Donald Rose is a Technical Writer at Salesforce AI Research, specializing in content creation and editing for multiple projects — including blog posts, video scripts, newsletters, media/PR material, social media, and writing workshops. His passions include helping researchers transform their work into publications geared towards a wider audience, leveraging existing content in multiple media modes, and writing think pieces about AI.

Glossary

  • Non-stationarity: Describes a system that has non-stationary time-series data.
  • Non-stationary: A characteristic of time-series data. A time-series is said to be non-stationary when its statistical distribution changes or shifts over time.
  • Locally stationary: An assumption made regarding long, non-stationary sequences. Contiguous subsequences are assumed to be stationary, meaning that the statistical distribution does not change when shifted within that subsequence. In other words, a time-series sequence may be globally non-stationary, yet locally stationary.

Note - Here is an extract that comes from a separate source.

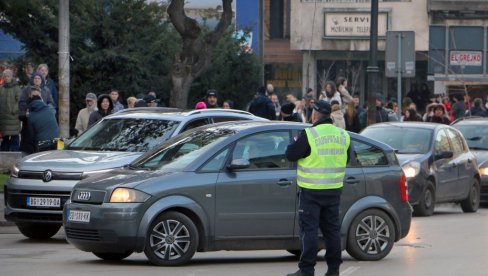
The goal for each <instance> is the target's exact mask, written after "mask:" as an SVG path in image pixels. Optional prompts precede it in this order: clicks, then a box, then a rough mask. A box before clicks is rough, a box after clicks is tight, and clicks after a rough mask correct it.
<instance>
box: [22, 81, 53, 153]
mask: <svg viewBox="0 0 488 276" xmlns="http://www.w3.org/2000/svg"><path fill="white" fill-rule="evenodd" d="M28 109H29V116H28V120H27V122H28V125H27V133H28V135H27V141H26V144H27V148H25V149H24V151H25V152H27V153H28V154H30V153H34V152H38V151H39V150H40V149H39V143H40V142H44V141H52V140H54V138H56V137H59V136H58V135H59V127H58V123H57V121H56V116H55V114H56V112H55V110H54V108H53V107H52V106H49V105H47V104H46V103H44V101H43V100H42V98H41V91H40V90H39V88H37V87H33V88H32V89H31V94H30V97H29V104H28Z"/></svg>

  • Expressivity: Refers to how the architectural properties of a neural network (depth, width, layer type) affect the resulting functions it can compute, and its ensuing performance. In other words, the term typically refers to what kinds of functions or data the model can fit. A neural network is more expressive compared to a simple linear model, but being too expressive is not desired because it leads to overfitting the data, which means the learned model will not be general enough (won't perform well on real-world data that wasn't seen during training).
  • Ridge regression: A model tuning method, which helps ensure that a model's predicted values are closer to the actual values. It enables our framework to obtain exact estimation with a one-step solution rather than an approximate estimation with an iterative solution. The end result: a framework that makes faster and more accurate predictions. Note: Exact estimate means we can get the actual values (solution) of the problem. In other words, the problem is tractable. Approximate estimate means there is no guarantee of obtaining the actual values (solution) of a problem. Most existing methods use an iterative approach that can only ensure estimated values are close to the actual values, but the numerical solution it finds is still only approximate.